The main chimp tracking in the country is done in the Kibale Forest National Park, that is also where I strongly recommend you to book. Main reasons are the easiness of trekking, concentration of families and closeness to them. There are other tracking in Uganda (such as in Queen Elizabeth National Park), but nowhere else you will get such an high probability to see chimpanzees like in Kibale Forest.
You could either choose to do a chimpanzee tracking experience (the shorter one, around one hour with them) or a chimpanzee habituation, where you can spend around half a day with them. Obviously I recommend you the latter.
Keep in mind that chimpanzee families in the habituation experience (as the word suggest) has to be habituated yes to human presence, so it might be harder to see them up close, like it happened with my group.
But no worries since the guides are there to make the best experience for you: after spending few hours watching a chimp family really up in the trees, we moved to a more habituated one (where other groups doing the tracking were staying), and we got to see them really, really close.
I don’t usually recommend specific accommodations, but I have to make an exception for Isunga Lodge, a beautiful lodge placed on a hill, overlooking a mesmerizing valley. But more than the beauty of the place, the cleanliness, the good food is the outstanding service provided by the owners and the staff. By the way, I shot this photos from the lounge:
The second best spot for wildlife is the Queen Elizabeth National Park, the main and biggest national park in Uganda, that can be divided in two different parts: Ishasha sector and Kazinga Channel.

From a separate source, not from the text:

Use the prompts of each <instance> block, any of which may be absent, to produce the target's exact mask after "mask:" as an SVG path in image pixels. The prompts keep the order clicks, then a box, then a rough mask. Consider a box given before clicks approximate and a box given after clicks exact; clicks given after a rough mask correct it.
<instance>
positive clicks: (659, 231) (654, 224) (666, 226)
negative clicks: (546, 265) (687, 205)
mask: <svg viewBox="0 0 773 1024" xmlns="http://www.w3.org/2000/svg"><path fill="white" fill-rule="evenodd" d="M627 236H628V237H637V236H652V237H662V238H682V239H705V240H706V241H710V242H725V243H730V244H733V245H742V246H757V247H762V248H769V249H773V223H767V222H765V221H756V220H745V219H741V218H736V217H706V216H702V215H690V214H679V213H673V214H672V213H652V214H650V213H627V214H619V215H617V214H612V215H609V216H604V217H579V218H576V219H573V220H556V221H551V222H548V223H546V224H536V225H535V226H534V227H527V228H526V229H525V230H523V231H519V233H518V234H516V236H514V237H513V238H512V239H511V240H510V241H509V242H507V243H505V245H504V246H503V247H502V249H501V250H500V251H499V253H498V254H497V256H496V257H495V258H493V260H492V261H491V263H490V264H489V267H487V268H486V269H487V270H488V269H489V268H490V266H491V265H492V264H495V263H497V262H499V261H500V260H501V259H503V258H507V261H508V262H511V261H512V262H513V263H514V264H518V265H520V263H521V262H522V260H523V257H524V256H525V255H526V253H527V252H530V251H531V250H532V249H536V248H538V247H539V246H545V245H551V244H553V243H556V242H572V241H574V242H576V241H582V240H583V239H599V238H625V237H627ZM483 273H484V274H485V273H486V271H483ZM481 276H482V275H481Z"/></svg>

Queen Elizabeth NP: Ishasha Sector
There is one and very good reason to come to the far-west side of Queen Elizabeth National Park: the tree climbing lions.
This population of lions has the habit to climb up fig trees to escape the extreme heat on the ground, especially during midday hours (from 11am to 3pm).

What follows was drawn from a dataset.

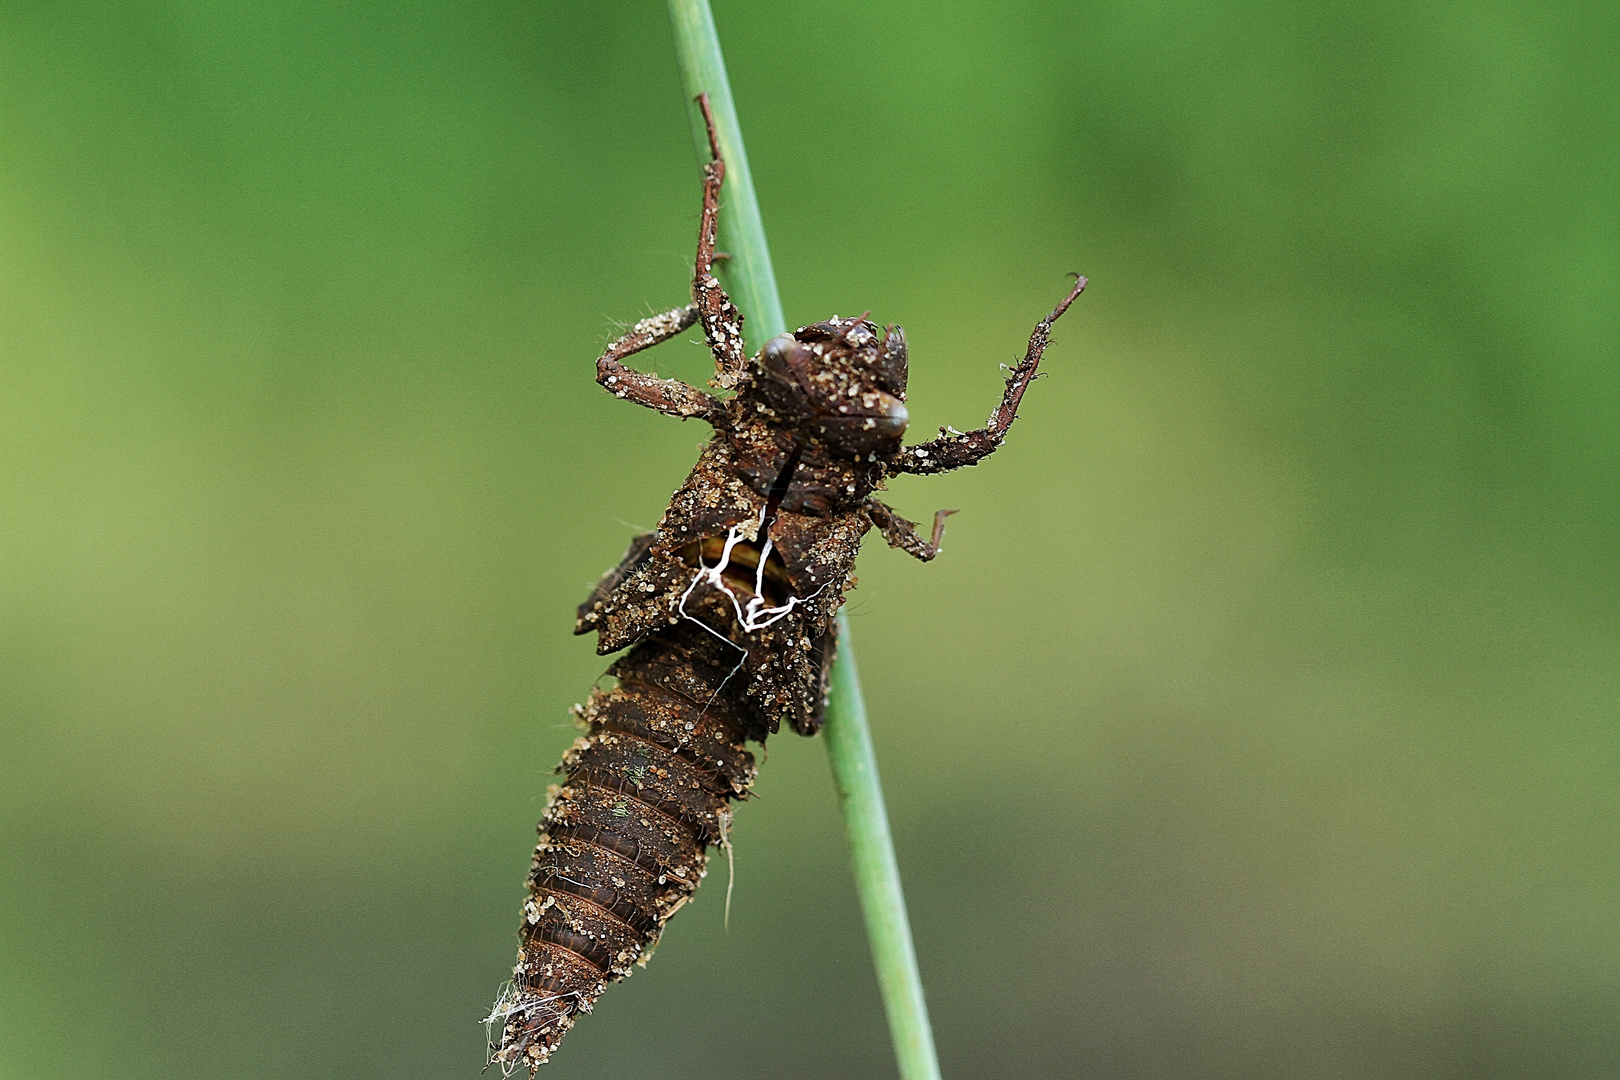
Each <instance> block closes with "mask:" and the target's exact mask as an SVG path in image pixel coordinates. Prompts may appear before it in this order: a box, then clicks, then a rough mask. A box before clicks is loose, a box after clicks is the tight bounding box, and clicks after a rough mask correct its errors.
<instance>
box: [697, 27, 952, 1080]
mask: <svg viewBox="0 0 1620 1080" xmlns="http://www.w3.org/2000/svg"><path fill="white" fill-rule="evenodd" d="M669 24H671V29H672V31H674V37H676V60H677V63H679V65H680V84H682V87H684V89H685V96H687V117H689V120H690V121H692V139H693V144H695V146H697V152H698V160H700V162H706V160H708V136H706V133H705V130H703V117H701V113H700V112H698V108H697V105H695V102H693V99H695V97H697V96H698V94H708V96H710V108H711V110H713V113H714V125H716V128H718V138H719V151H721V157H723V159H724V160H726V186H724V188H723V191H721V212H719V243H721V248H723V249H724V251H727V253H731V261H729V264H726V267H724V270H723V274H724V280H726V290H727V291H729V293H731V298H732V301H734V303H735V304H737V308H739V309H740V311H742V314H744V332H745V335H747V338H748V343H750V348H758V345H760V343H761V342H765V340H766V338H770V337H773V335H776V334H782V332H784V330H786V329H787V321H786V317H784V316H782V301H781V296H779V295H778V291H776V275H774V272H773V270H771V251H770V248H768V246H766V243H765V222H763V220H761V219H760V202H758V199H757V198H755V194H753V176H752V173H750V172H748V155H747V154H745V152H744V147H742V128H740V126H739V125H737V108H735V105H734V104H732V99H731V84H729V83H727V79H726V60H724V57H723V55H721V50H719V36H718V34H716V32H714V16H713V13H711V11H710V5H708V0H669ZM838 638H839V640H838V664H836V667H834V669H833V695H831V701H829V703H828V712H826V729H825V730H823V738H826V750H828V759H829V761H831V764H833V782H834V785H836V787H838V801H839V808H841V810H842V811H844V826H846V829H847V832H849V848H851V861H852V863H854V871H855V891H857V894H859V895H860V912H862V915H863V916H865V923H867V938H868V939H870V942H872V959H873V963H875V965H876V970H878V989H880V991H881V994H883V1009H885V1012H886V1014H888V1020H889V1035H891V1036H893V1040H894V1057H896V1061H897V1062H899V1074H901V1080H940V1062H938V1057H936V1056H935V1049H933V1030H932V1028H930V1027H928V1006H927V1002H925V1001H923V996H922V976H920V975H919V972H917V954H915V950H914V947H912V938H910V923H909V921H907V920H906V895H904V894H902V892H901V873H899V866H897V865H896V861H894V842H893V839H891V837H889V814H888V811H886V810H885V806H883V785H881V784H880V780H878V759H876V755H875V753H873V750H872V730H870V727H868V725H867V703H865V699H863V698H862V695H860V675H859V672H857V669H855V646H854V641H852V640H851V633H849V620H847V619H844V615H842V614H839V617H838Z"/></svg>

They are not the only ones in the world, but surely the most famous ones!
You have to remember anyway that the number of lions is actually very low and sometimes the cross the border to Congo, so you have to be lucky.
If they are within the park, is very easy to spot them, just look for fig trees, within the branches.
You can spend 1-2 days here looking and shooting lions, but beware that the concentration of wildlife in the area is actually pretty low: we just saw some impalas, buffalos and hear hippos near the river. So don’t spend more than 1-2 days around here.
Queen Elizabeth NP Kazinga Channel
Kazinga channel is a 40 km stream of water that connects Lake Georgia and Lake Victoria, and home to an amazing concentration of safari wildlife, that is why is the top 1 spot for wildlife spotting and photography.
My recommendation is to do 1 or 2 boat tours, 1 during midday (where the thirsty animals come to drink water) and 1 in the sunset-early morning, to get a better light for photography.
There are the official national park safari boat, that departure near the mweya safari lodge (the most expensive lodge in the area), and the community boat tours, organized by local villagers. These are a good addition to the experience, plus you will help the local communities (you can book them through here).
Queen Elizabeth National Park game drives
Around the Kazinga Channel, there are many tracks for game drives. As wildlife, you can expect to see herbivores (like gazelles and antelopes), elephants (some big herds here), lions (more difficult), leopard (we spotted one, very rare), hyenas, hippos, buffalos.
There are no giraffes and no cheetah.
There is also the possibility to do night game drives, where a ranger comes with you on your vehicle (if you have one, otherwise you can rent it) equipped with a huge torch. It was among the highlight of the experience, especially when we follow a pack of lions beginning the hunt. Don’t miss this experience.